Basics of Digital Security

For all software developers, some basic knowledge of digital security is absolutely important although they may not be digital security experts. So in this blog, I will be discussing some basic concepts of digital security.

Hashing and Encryption

There seems to be some confusion between hashing and encryption so let us start with that. Hashing is a process in which a string is hashed and an irreversible output is generated. It can also happen that multiple strings can give the same hashed output. But the important thing to keep in mind about hashing is that the hashed output is completely irreversible which means that it is never possible to get back the original input from the hashed output. The basic hashing algirithm is MD5. But the more advanced hashing algorithms include SHA-1, SHA-256, SHA-384 , SHA-512 etc. And all these can be further enhanced by adding a salt. One of the most advanced hashing algorithm is PBKDF2WithHmacSHA1 Please please also refer to my Github project Hashing Example

Some sample output from the program when the same input string was hashed with MD5 and SHA-256 algorithms : **************************************** Input content: I am Soumik, Hashing Algo: MD5, Salted: true, HashedHexOutput: ed23310e138b761133e398eeb5ec9227 Input content: I am Soumik, Hashing Algo: SHA-256, Salted: true, HashedHexOutput: e11decdd1856ab9549deac17dc98c6bee790d8d1c7c70b7d8d5a2621a734e5be ****************************************

On the other hand, encryption is a technique in which a string is transformed to a completely different one but the process is reversible. Also another difference with encryption is that no 2 strings can produce the same encrypted output. Normally encryption is done using some keys and hence there are 2 types of encryption methodologies:

• Symmetric encryption - This is the basic type in which encryption and decryption are both acheived using the same key. Downside of this approach is that the same key has to be shared between the sender and the receiver and hence it can be stolen. Example of this is AES encryption. Please please also refer to my Github project Symmetric encryption example
• Assymetric encryption - This is the more advanced and the industry standard approach in which encryption and decryption are done by a key-pair or the so called “Public-Private key pair.” So the sender of the message will encrypt the message with the public key of the receiver, so that it is only the receiver (who has his own private key) can de-crypt it and nobody else can. So it is safe against “man in the middle attack”. Please please also refer to my Github project Asymmetric encryption example

When to use hashing and when to use encryption ?

Hashing is used typically for storing important credentials like passwords which do not need to be seen. So normally an application would store the hash of an user’s password in the database, and during the authentication process - the user provided password is hashed and compared to the stored hashed password.

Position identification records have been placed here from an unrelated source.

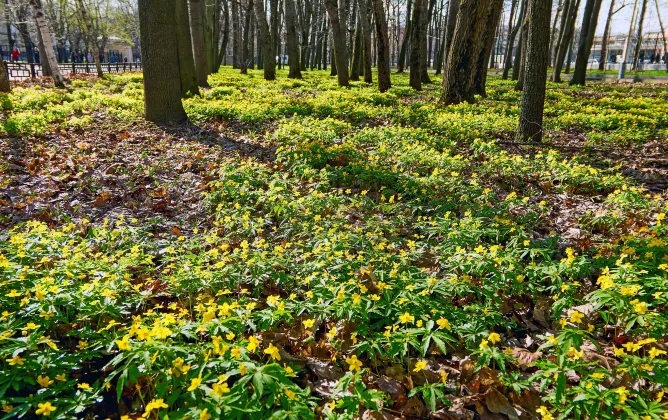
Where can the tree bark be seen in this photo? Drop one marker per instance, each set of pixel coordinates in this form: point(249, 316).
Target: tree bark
point(365, 14)
point(589, 20)
point(50, 56)
point(268, 58)
point(185, 50)
point(641, 23)
point(162, 85)
point(606, 35)
point(291, 38)
point(419, 12)
point(198, 42)
point(530, 126)
point(492, 23)
point(407, 38)
point(382, 46)
point(464, 52)
point(339, 38)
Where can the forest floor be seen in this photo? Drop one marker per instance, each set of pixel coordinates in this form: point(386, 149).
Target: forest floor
point(240, 264)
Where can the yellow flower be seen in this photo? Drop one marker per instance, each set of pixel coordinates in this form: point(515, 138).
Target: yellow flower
point(123, 344)
point(273, 352)
point(354, 364)
point(253, 343)
point(45, 409)
point(420, 365)
point(84, 386)
point(406, 318)
point(16, 360)
point(44, 381)
point(443, 323)
point(195, 383)
point(577, 317)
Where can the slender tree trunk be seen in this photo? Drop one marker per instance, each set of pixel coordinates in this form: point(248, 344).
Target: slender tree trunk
point(564, 45)
point(589, 20)
point(419, 11)
point(5, 86)
point(464, 52)
point(50, 56)
point(339, 38)
point(198, 42)
point(162, 80)
point(508, 62)
point(606, 35)
point(407, 38)
point(663, 34)
point(268, 59)
point(382, 46)
point(530, 126)
point(636, 53)
point(493, 16)
point(365, 14)
point(291, 38)
point(185, 50)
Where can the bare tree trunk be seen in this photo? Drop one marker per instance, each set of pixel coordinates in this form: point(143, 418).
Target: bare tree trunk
point(382, 46)
point(663, 34)
point(492, 23)
point(407, 38)
point(636, 53)
point(589, 20)
point(606, 35)
point(464, 52)
point(268, 59)
point(419, 11)
point(291, 38)
point(198, 41)
point(365, 13)
point(339, 38)
point(530, 126)
point(162, 86)
point(185, 50)
point(512, 33)
point(43, 29)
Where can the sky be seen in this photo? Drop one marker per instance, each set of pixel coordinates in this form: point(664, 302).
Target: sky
point(621, 20)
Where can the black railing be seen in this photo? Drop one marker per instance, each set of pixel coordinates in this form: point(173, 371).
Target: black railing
point(22, 70)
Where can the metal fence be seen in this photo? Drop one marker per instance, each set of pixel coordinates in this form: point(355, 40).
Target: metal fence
point(22, 70)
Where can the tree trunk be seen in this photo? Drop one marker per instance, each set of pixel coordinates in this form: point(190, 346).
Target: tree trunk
point(663, 34)
point(43, 30)
point(589, 20)
point(291, 39)
point(492, 23)
point(419, 12)
point(268, 58)
point(641, 23)
point(606, 35)
point(407, 38)
point(530, 126)
point(185, 50)
point(464, 52)
point(198, 41)
point(564, 45)
point(246, 58)
point(162, 85)
point(339, 38)
point(382, 46)
point(453, 12)
point(5, 86)
point(365, 14)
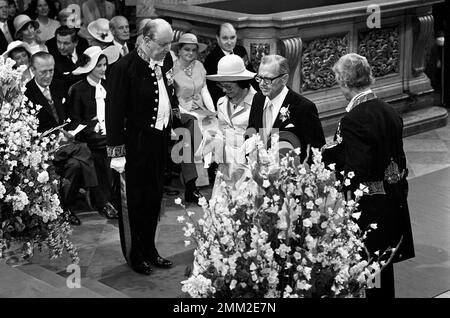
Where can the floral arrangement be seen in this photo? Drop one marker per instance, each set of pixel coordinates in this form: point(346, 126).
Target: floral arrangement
point(283, 230)
point(30, 211)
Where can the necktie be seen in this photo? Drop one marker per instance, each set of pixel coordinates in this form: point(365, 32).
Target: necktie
point(124, 50)
point(48, 96)
point(267, 121)
point(6, 33)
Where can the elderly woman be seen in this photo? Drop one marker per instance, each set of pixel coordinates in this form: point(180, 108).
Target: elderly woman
point(369, 143)
point(41, 10)
point(87, 107)
point(233, 113)
point(20, 52)
point(26, 31)
point(195, 103)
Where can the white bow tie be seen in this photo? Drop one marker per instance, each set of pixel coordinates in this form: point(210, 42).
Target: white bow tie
point(154, 63)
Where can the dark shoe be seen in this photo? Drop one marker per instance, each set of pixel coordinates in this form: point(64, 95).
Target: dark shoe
point(192, 196)
point(160, 262)
point(171, 191)
point(72, 218)
point(142, 268)
point(109, 211)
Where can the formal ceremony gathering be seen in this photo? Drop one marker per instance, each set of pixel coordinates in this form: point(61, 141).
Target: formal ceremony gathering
point(224, 150)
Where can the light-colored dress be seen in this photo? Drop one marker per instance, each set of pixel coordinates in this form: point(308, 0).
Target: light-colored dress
point(233, 122)
point(47, 31)
point(191, 90)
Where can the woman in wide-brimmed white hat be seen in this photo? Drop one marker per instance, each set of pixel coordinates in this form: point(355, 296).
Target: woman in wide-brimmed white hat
point(26, 31)
point(195, 102)
point(233, 111)
point(87, 107)
point(20, 52)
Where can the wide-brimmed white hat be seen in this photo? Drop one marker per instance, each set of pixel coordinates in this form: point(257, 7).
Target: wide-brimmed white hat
point(189, 38)
point(231, 68)
point(16, 44)
point(21, 20)
point(111, 52)
point(99, 30)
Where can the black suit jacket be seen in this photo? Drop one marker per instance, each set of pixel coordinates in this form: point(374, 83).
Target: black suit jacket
point(82, 108)
point(132, 96)
point(3, 42)
point(303, 116)
point(211, 68)
point(371, 137)
point(45, 115)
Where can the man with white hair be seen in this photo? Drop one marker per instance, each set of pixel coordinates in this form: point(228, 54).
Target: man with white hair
point(140, 107)
point(279, 107)
point(369, 143)
point(120, 29)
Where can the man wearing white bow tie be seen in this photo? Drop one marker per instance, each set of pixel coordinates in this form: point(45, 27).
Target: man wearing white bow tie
point(140, 108)
point(279, 107)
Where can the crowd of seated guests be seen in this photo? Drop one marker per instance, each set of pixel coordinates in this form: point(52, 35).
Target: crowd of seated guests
point(68, 52)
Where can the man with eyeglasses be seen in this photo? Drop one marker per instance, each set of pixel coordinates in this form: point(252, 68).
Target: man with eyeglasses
point(279, 107)
point(140, 107)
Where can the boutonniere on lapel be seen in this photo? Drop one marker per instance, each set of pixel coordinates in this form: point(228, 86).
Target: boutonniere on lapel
point(169, 76)
point(284, 113)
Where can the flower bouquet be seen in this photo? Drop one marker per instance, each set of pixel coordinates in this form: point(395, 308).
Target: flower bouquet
point(30, 211)
point(284, 230)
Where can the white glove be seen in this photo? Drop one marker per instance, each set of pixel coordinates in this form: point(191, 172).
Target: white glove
point(118, 164)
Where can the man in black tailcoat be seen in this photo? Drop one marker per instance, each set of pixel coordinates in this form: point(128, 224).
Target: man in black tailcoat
point(369, 143)
point(140, 106)
point(66, 51)
point(72, 160)
point(279, 107)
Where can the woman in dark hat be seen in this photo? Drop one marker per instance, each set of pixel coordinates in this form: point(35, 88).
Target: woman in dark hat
point(87, 107)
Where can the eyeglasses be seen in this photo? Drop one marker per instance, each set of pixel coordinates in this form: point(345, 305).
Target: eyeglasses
point(267, 80)
point(226, 87)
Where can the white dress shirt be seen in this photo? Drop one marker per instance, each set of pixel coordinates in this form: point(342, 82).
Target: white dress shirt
point(164, 107)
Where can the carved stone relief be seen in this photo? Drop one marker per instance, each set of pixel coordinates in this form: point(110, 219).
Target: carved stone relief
point(319, 56)
point(381, 47)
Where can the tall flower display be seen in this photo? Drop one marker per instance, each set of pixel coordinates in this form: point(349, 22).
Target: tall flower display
point(284, 230)
point(30, 210)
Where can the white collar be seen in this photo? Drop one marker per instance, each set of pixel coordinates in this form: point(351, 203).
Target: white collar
point(226, 53)
point(352, 101)
point(91, 81)
point(278, 100)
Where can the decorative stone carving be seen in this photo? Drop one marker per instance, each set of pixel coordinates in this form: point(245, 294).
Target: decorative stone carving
point(381, 47)
point(257, 51)
point(424, 28)
point(319, 56)
point(292, 50)
point(210, 42)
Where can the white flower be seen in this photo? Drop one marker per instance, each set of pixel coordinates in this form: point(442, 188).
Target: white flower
point(307, 223)
point(356, 215)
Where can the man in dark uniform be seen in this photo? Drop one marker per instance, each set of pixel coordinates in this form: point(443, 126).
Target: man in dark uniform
point(73, 159)
point(279, 107)
point(226, 44)
point(139, 111)
point(369, 143)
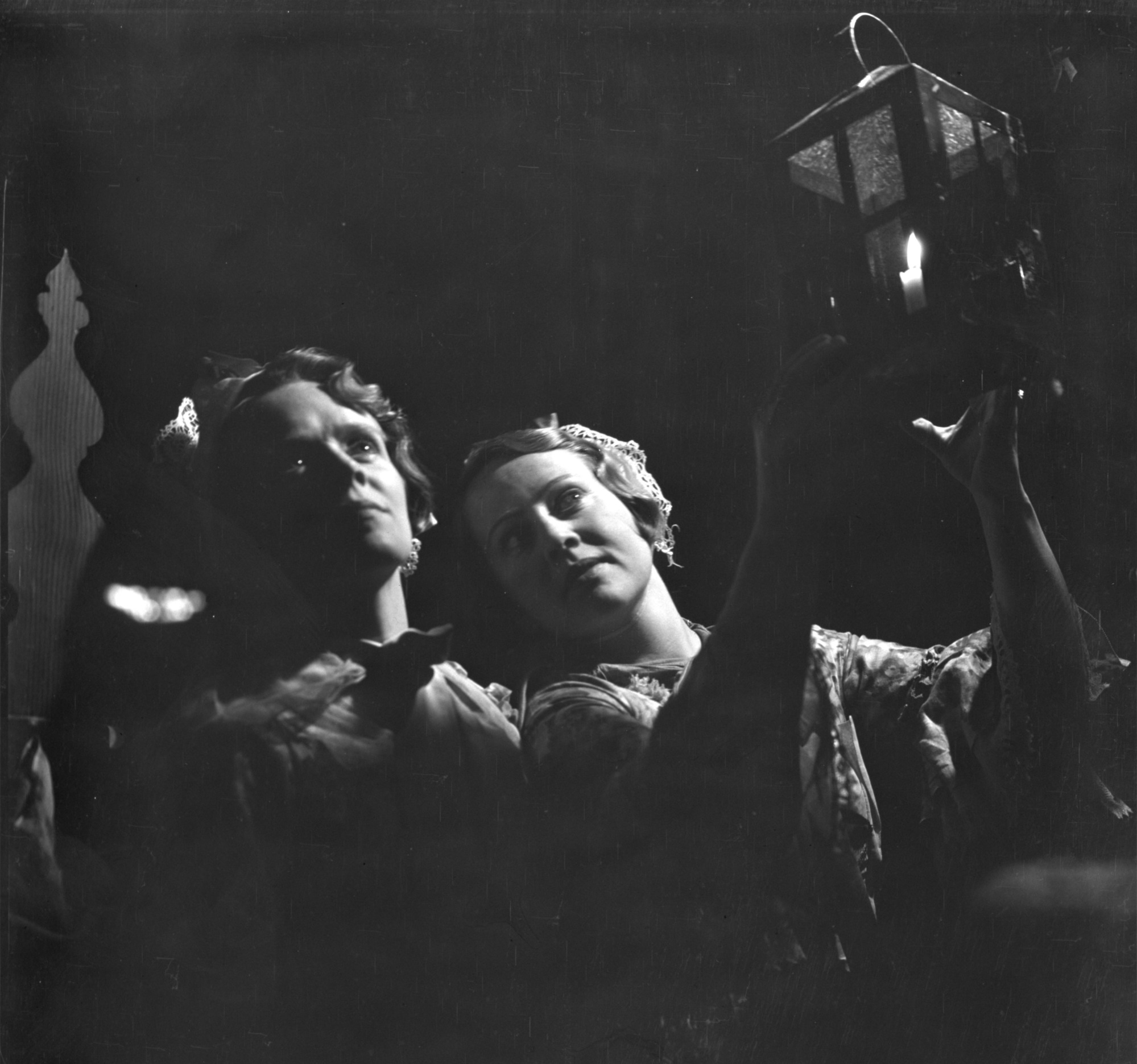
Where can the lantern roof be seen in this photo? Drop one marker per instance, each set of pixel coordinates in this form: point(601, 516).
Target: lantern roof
point(878, 86)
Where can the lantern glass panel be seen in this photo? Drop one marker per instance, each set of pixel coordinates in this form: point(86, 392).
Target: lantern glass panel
point(959, 140)
point(816, 168)
point(998, 149)
point(876, 160)
point(887, 252)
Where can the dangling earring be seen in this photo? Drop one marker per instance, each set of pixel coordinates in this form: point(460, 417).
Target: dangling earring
point(411, 565)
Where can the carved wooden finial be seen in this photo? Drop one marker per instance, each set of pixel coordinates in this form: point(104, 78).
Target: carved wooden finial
point(51, 525)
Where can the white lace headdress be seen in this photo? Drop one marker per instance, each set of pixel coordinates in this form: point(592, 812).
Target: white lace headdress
point(635, 456)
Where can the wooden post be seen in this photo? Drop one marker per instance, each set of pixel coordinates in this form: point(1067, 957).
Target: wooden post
point(51, 525)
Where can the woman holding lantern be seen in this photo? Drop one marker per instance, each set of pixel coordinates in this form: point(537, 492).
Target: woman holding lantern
point(655, 728)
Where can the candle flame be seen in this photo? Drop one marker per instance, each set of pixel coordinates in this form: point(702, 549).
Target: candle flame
point(915, 252)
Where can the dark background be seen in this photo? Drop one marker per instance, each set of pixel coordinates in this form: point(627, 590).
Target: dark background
point(501, 212)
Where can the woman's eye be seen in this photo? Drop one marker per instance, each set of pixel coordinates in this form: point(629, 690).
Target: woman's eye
point(568, 502)
point(293, 464)
point(364, 447)
point(511, 543)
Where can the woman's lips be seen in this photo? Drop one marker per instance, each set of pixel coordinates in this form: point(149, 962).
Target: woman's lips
point(578, 570)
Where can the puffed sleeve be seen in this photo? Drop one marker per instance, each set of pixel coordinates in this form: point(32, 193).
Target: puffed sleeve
point(958, 717)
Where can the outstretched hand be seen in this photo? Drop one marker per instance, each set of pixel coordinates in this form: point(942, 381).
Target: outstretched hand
point(982, 449)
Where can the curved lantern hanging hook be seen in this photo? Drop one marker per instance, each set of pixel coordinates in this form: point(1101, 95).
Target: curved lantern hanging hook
point(851, 28)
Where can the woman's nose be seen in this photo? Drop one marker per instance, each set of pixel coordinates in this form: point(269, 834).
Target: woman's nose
point(340, 470)
point(561, 538)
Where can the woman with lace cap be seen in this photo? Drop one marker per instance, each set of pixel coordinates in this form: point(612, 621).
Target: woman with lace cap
point(311, 838)
point(638, 726)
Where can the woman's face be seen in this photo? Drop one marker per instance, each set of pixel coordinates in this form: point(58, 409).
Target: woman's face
point(320, 488)
point(563, 546)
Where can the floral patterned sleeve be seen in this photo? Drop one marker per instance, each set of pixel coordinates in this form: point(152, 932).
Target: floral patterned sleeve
point(959, 712)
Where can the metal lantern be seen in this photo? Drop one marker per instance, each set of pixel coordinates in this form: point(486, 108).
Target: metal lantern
point(903, 208)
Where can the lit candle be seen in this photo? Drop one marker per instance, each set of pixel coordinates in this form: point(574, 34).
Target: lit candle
point(912, 279)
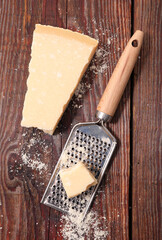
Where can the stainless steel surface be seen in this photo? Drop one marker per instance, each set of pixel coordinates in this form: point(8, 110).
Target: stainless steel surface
point(103, 116)
point(92, 144)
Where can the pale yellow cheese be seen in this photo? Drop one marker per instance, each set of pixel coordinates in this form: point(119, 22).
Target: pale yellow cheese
point(77, 179)
point(59, 58)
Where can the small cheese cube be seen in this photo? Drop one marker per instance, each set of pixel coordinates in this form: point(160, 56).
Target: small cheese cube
point(77, 179)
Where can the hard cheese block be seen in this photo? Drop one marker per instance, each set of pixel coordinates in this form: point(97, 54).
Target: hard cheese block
point(59, 58)
point(77, 179)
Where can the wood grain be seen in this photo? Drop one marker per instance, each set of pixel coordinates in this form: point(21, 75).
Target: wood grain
point(99, 20)
point(146, 125)
point(22, 183)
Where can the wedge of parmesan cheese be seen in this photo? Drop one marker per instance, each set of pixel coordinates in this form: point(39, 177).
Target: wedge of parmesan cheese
point(59, 58)
point(77, 179)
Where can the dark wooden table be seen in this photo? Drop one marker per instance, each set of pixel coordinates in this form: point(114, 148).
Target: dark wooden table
point(129, 195)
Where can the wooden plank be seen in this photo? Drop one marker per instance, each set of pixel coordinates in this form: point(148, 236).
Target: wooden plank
point(146, 125)
point(108, 21)
point(27, 156)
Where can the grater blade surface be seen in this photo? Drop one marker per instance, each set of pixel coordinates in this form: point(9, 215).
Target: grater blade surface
point(92, 144)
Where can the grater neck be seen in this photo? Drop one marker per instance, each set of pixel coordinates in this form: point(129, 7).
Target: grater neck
point(103, 116)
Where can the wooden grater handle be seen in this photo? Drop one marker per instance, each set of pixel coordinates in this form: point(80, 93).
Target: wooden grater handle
point(118, 81)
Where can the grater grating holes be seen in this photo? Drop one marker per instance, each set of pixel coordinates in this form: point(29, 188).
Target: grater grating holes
point(93, 154)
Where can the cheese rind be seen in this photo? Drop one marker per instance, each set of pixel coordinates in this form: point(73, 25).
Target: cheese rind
point(77, 179)
point(59, 60)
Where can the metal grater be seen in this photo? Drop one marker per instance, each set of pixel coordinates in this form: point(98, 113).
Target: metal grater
point(94, 150)
point(91, 142)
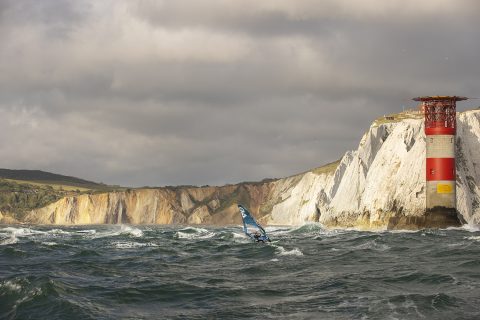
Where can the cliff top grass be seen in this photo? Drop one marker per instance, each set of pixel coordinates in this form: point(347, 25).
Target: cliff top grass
point(397, 117)
point(25, 190)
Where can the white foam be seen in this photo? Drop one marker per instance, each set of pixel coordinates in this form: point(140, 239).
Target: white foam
point(11, 240)
point(11, 286)
point(48, 243)
point(281, 251)
point(21, 232)
point(129, 245)
point(57, 231)
point(194, 233)
point(124, 229)
point(471, 228)
point(372, 245)
point(131, 231)
point(87, 231)
point(200, 235)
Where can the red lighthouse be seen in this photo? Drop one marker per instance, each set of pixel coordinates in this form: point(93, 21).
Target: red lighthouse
point(440, 130)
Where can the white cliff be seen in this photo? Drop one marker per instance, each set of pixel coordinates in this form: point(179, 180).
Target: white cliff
point(378, 186)
point(385, 178)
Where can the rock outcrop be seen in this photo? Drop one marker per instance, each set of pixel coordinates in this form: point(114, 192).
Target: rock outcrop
point(380, 185)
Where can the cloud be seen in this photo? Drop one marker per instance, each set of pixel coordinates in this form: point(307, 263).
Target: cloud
point(213, 92)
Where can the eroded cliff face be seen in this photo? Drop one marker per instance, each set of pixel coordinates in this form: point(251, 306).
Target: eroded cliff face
point(380, 185)
point(188, 205)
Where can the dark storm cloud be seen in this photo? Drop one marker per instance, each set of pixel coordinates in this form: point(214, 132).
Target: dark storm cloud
point(212, 92)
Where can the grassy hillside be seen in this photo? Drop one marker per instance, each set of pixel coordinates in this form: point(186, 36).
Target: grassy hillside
point(48, 178)
point(24, 190)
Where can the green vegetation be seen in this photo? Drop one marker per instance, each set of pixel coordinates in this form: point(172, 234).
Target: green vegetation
point(25, 190)
point(397, 117)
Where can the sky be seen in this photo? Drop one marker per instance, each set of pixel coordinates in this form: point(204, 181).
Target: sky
point(211, 92)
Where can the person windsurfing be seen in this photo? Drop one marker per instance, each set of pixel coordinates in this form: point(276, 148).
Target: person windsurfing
point(251, 226)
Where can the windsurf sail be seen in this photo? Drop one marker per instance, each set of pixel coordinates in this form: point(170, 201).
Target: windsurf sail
point(251, 226)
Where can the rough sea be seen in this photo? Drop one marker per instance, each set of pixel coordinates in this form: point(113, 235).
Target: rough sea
point(158, 272)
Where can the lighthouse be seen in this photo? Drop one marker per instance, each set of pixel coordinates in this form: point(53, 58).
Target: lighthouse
point(440, 130)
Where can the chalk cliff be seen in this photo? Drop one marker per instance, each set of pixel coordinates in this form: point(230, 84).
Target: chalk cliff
point(378, 186)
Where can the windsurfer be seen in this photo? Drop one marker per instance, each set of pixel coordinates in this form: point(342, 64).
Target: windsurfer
point(257, 236)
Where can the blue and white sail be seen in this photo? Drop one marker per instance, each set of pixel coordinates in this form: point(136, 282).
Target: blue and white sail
point(251, 226)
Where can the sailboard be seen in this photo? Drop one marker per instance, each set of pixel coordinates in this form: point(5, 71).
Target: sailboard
point(251, 226)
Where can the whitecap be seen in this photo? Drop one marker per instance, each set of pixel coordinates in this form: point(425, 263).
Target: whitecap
point(10, 285)
point(11, 240)
point(129, 245)
point(199, 235)
point(135, 232)
point(88, 231)
point(22, 232)
point(57, 231)
point(470, 228)
point(48, 243)
point(281, 251)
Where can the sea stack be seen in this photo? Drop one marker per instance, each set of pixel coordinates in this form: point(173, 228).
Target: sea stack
point(440, 130)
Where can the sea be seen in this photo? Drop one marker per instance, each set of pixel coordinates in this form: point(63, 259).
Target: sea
point(185, 272)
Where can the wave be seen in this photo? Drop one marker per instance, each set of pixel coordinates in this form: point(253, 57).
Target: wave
point(130, 245)
point(281, 251)
point(193, 233)
point(116, 231)
point(311, 227)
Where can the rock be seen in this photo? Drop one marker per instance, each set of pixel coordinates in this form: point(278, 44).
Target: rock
point(381, 185)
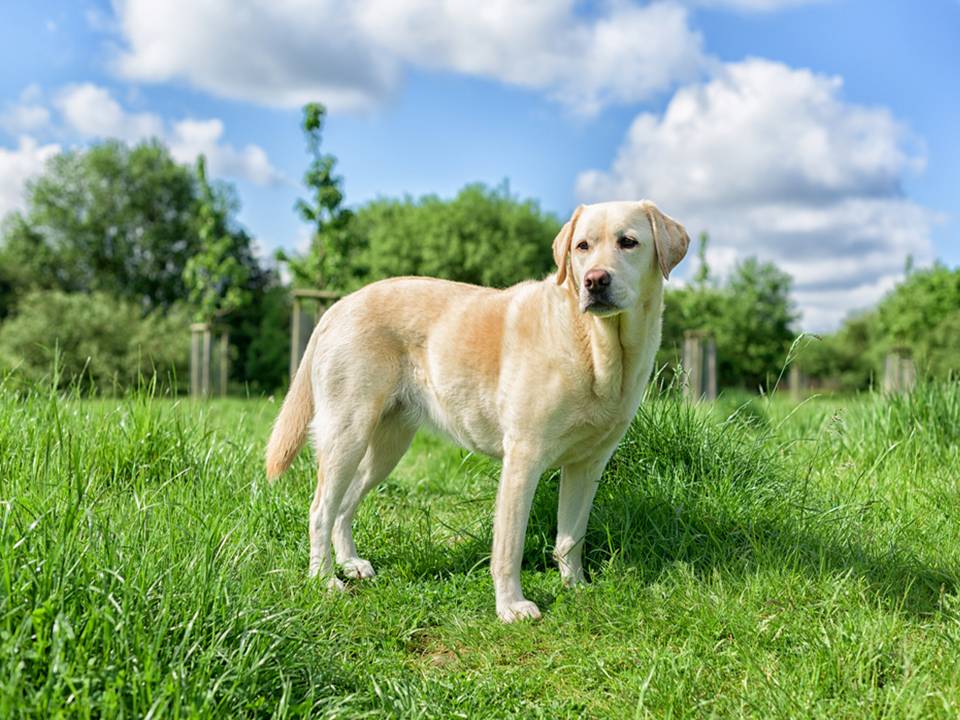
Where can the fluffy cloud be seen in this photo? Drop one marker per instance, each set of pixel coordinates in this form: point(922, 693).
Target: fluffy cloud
point(352, 55)
point(92, 112)
point(773, 162)
point(26, 115)
point(191, 138)
point(19, 165)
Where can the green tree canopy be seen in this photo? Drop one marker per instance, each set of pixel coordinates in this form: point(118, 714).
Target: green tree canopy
point(111, 218)
point(326, 264)
point(217, 274)
point(923, 314)
point(750, 317)
point(483, 235)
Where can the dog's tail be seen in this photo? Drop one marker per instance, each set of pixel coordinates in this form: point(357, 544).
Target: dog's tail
point(290, 429)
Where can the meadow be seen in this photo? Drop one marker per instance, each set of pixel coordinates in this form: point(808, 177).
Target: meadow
point(748, 558)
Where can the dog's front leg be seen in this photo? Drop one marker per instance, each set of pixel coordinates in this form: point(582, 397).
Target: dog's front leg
point(522, 466)
point(578, 485)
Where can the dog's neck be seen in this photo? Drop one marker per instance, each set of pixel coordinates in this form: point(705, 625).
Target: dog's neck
point(622, 347)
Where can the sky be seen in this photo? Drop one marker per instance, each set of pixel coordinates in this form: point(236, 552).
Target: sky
point(817, 134)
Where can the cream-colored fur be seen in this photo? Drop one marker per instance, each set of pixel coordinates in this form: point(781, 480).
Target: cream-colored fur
point(540, 375)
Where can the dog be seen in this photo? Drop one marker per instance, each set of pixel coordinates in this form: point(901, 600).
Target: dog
point(543, 374)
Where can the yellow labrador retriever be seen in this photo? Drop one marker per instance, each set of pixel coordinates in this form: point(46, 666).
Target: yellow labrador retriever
point(540, 375)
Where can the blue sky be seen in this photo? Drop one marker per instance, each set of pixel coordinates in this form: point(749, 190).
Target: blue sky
point(820, 135)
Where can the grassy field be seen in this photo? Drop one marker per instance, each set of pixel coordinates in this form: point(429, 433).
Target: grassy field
point(747, 560)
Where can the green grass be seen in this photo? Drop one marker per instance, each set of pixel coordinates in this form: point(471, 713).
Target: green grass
point(748, 559)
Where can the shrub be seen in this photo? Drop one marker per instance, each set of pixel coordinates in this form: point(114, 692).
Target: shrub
point(94, 340)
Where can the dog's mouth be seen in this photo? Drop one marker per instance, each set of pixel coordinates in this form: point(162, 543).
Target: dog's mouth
point(600, 306)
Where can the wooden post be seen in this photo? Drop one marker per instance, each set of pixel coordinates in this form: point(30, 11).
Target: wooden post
point(200, 360)
point(223, 357)
point(899, 371)
point(700, 366)
point(711, 370)
point(796, 382)
point(302, 324)
point(295, 333)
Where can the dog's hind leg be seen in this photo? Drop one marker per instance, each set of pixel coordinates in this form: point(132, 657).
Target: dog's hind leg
point(341, 439)
point(388, 443)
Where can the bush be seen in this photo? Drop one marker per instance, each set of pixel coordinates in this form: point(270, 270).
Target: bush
point(94, 340)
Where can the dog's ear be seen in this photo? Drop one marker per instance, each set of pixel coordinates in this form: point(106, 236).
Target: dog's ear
point(561, 244)
point(670, 238)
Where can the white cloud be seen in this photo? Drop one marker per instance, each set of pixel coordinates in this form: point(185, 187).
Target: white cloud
point(191, 138)
point(352, 55)
point(19, 165)
point(92, 112)
point(627, 54)
point(26, 115)
point(774, 163)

However encryption is used to transfer secret/ confidential information over the wire. So typically confidential information (but which need to be seen/read) is encrypted with the receiver’s public key and sent over the wire. Only the receiver (who has his own private key) can de-crypt the message and nobody else can.

Digital Signature vs Digital Signing

Digital certificate is essentially similar to a physical stuff like passport/DL which contains the owner’s public key and it is certified by an issuing authority. However digital signature is a message digest (which means a hash) generated when the signer uses his private key to encrypt a message. This message can be de-crypted by anybody (who has the signer’s public key) and can verify it. Digital signature is used not to conceal the message but to prove that the message has not been tampered with.